Three months later, an armed group sprayed her vehicle with bullets while she was on the road between Michoacán and neighbouring Guerrero state.
A year after the second attack, and by then also having to wear a colostomy bag, she took off her blouse before photographers and put her battle scars on display to show what the assailants were capable of. The multiple bullet marks, compounded by lacerations from the ensuing crash, were shocking; the pictures were relayed around the world.
“At a different time of my life, maybe I would have resigned from my post, from my responsibilities,” Gorrostieta wrote in a public letter at the time. “But it is no longer possible now that I have three children whom I have to teach by example.”
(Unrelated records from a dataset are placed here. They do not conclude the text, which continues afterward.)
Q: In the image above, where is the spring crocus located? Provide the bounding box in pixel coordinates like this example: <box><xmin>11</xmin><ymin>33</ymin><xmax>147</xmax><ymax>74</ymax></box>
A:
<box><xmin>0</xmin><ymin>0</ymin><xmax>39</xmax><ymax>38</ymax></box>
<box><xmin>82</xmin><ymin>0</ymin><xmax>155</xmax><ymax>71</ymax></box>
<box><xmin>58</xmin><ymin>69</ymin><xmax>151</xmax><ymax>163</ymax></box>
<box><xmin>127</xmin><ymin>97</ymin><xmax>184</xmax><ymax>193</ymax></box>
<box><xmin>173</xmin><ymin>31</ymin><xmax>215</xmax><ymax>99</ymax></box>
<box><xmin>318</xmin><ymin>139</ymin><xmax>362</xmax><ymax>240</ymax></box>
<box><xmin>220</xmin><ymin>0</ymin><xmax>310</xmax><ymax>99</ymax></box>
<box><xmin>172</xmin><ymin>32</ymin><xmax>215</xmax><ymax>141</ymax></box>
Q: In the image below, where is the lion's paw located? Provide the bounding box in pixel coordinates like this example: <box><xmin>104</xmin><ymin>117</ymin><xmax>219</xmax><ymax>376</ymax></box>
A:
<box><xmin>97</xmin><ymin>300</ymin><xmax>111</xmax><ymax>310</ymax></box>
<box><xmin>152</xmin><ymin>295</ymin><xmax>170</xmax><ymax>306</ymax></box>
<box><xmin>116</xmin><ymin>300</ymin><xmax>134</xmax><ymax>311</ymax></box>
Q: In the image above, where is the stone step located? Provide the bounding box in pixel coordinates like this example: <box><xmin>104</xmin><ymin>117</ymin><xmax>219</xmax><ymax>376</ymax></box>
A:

To many people, that might seem to make little sense given her duties as an only parent. But Gorrostieta – who subsequently took leave to run for a seat in the national congress but failed to secure adequate backing in the wider constituency she campaigned in – was fervently religious. People who knew and worked with her say she was on a mission.
That mission – to stand up to the intimidating threat of organised crime – has now been ended. But her legacy of defiance remains. As Joaquín López-Dóriga, Mexico’s best-known journalist, wrote in a 2010 column after meeting her while she was convalescing from the previous attack, “last week, I ran into a heroine of the 21st century”.